Wokingham Times

It’s good news that the economy is growing again at a decent pace. Many businesses report better conditions. Unemployment in Wokingham is mercifully low. There is a quickening of the pace for lots of industries.

The not so good news is the continuing squeeze on living standards. Living standards crashed in 2008-9 during the Great recession, and have not picked up since. I have been urging the government to do more to tackle high and rising fuel prices. The latest large increases have produced a response. The Chancellor is likely to announce something to cut the green taxes and levies on our fuel bills come the Autumn Statement early in December. I have held meetings with him and with the Energy Minister, Mr Fallon, to suggest ways that government itself could make a contribution to getting the bills under better control.

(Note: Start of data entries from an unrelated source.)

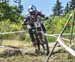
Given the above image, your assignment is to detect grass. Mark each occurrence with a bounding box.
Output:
[0,40,75,62]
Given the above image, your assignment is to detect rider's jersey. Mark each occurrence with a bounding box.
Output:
[25,11,44,26]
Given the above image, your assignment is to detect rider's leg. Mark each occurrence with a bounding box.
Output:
[29,29,38,52]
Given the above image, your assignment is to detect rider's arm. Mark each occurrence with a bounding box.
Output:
[38,12,48,20]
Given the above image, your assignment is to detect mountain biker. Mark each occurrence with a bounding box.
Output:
[24,5,47,52]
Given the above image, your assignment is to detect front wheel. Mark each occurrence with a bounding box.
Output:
[43,38,49,55]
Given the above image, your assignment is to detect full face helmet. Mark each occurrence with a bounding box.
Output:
[28,5,36,15]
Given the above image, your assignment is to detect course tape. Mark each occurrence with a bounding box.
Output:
[57,37,75,56]
[42,34,75,56]
[0,30,75,56]
[0,30,28,35]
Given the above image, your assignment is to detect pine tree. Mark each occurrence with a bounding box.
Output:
[52,0,63,16]
[70,0,75,9]
[64,3,70,15]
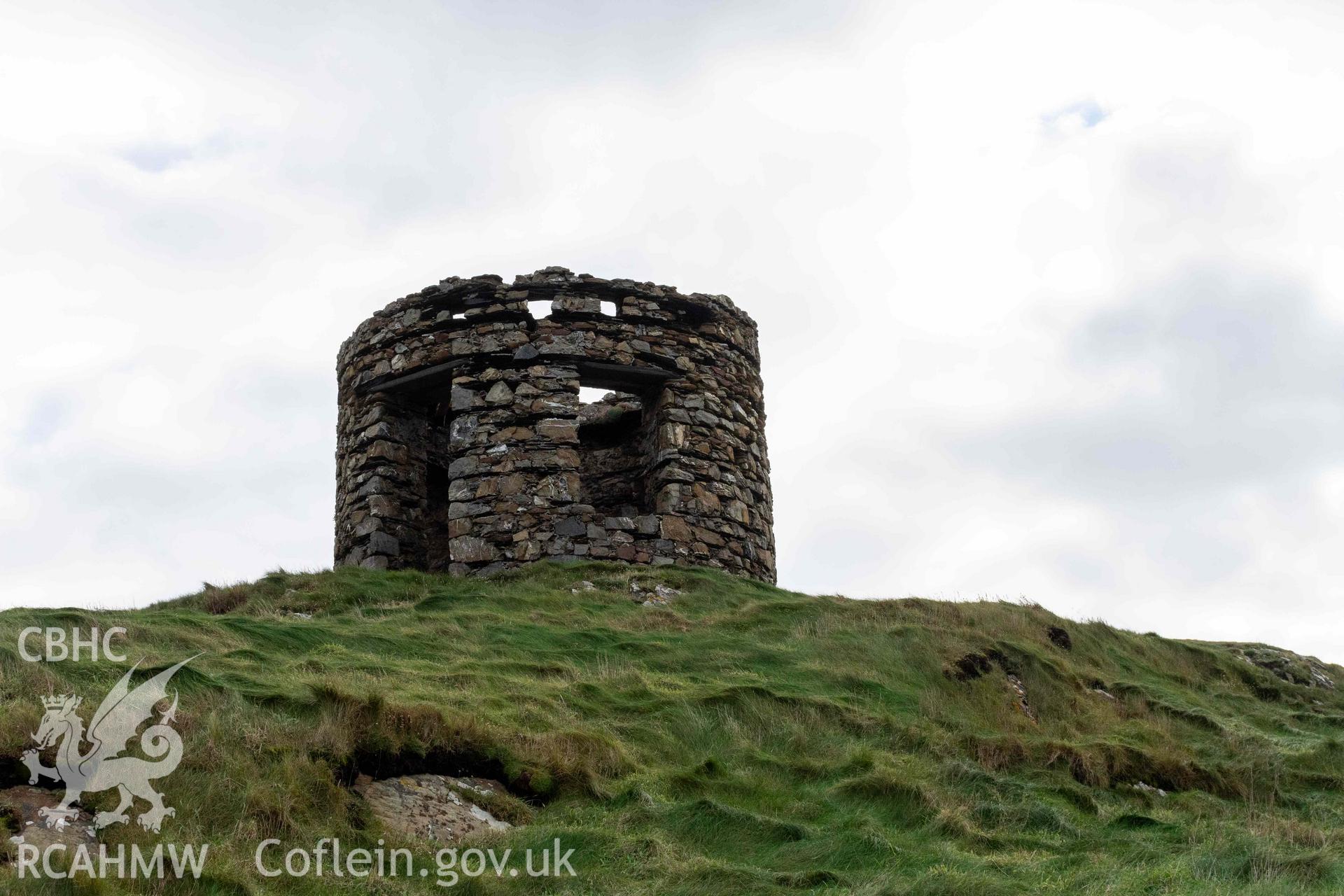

The problem, unfortunately, goes wider than just a few green levies boosting the bills. Over the last decade the then government signed up with EU partners to measures which mean closing a lot of our older but cheaper power generating stations that burn coal and oil. They watched as our nuclear stations approached their end of life, without putting in place any new building to replace them. They signed up to an EU requirement that we rely much more on windmills for our future energy needs, an extremely expensive way of producing power. It is going to take time to put in place the new power stations we need to keep the lights on. It will not be possible to stop all the price rises now built into the system, as the UK will for the next few years have to depend on dearer sources of power than we have been used to. If we stay in the EU on current membership terms we will be locked into dearer energy for years to come.

Our lack of flexibility over our future energy policy is just one more example of how difficult it is for Westminster and Whitehall to run the country in the interests of electors. Like the EU involvement in our borders, in our criminal justice policy and in regulating all our businesses, it comes with a high price attached and often means we cannot do as we wish. Many of you tell me you want to be carry on trading with the rest of the EU, want to be able to visit and exchange with friendly continental neighbours, and are prepared to see sensible political co-operation. Many of you do not want Brussels dictating to us on so many crucial areas of our lives. That is why I support the policy of seeing whether we can negotiate a relationship with the EU that makes more sense for us and leaves us freer to run our own affairs. This should then be put to the British people in a referendum, so we can all decide whether it makes sense or whether we would be better off out altogether, with the rest of the world that does not belong to the EU. They seem to find ways of trading and getting on with our European partners without being under the Treaties, so there is life outside the EU.

1 Comment

  1. Antisthenes
    October 30, 2013

    Every indication suggests that the EU will not negotiate any meaningful new relationship with the UK that would allow greater autonomy and looser ties away from the diktats of Brussels. They cannot as the eventual aim is for total political union and one single currency for all members and at a pace which the EU decides not it’s member states. One of the big problems of trade (among many others but this as an example,think CAP the list is extensive) are the regulations made by Brussels in the name of harmonization but in reality is more about protectionism for the likes of France who if she had to compete within the EU market with other member states that have looser employment laws and taxes and less expensive production costs like the UK (or did until the eco-loons agenda was adopted by the euEU and the UK added to them)and others would soon find that they had no industries and businesses left. This of course hampers competitiveness and trading within the EU and the rest of the world and keeps production costs high for everyone. The EU is a concept that is hard to criticize it can offer the coming together of a number of disparate states who have a wealth of cultures, experiences and skills and weld them together for the benefit of all by enhancing security and prosperity. However the EU has not been built on using individual skills that would bring out best practices but by making every state equal and thereby keeping only the worst practices. This is because it has taken the socialist model and built from central planning and control instead of the democratic way of letting the states by mutual consent build from the periphery inwards. That way of course it would take much longer but it would be a much looser union with the sovereignty of nations less subjugated by bunches of technocrats and political zealots.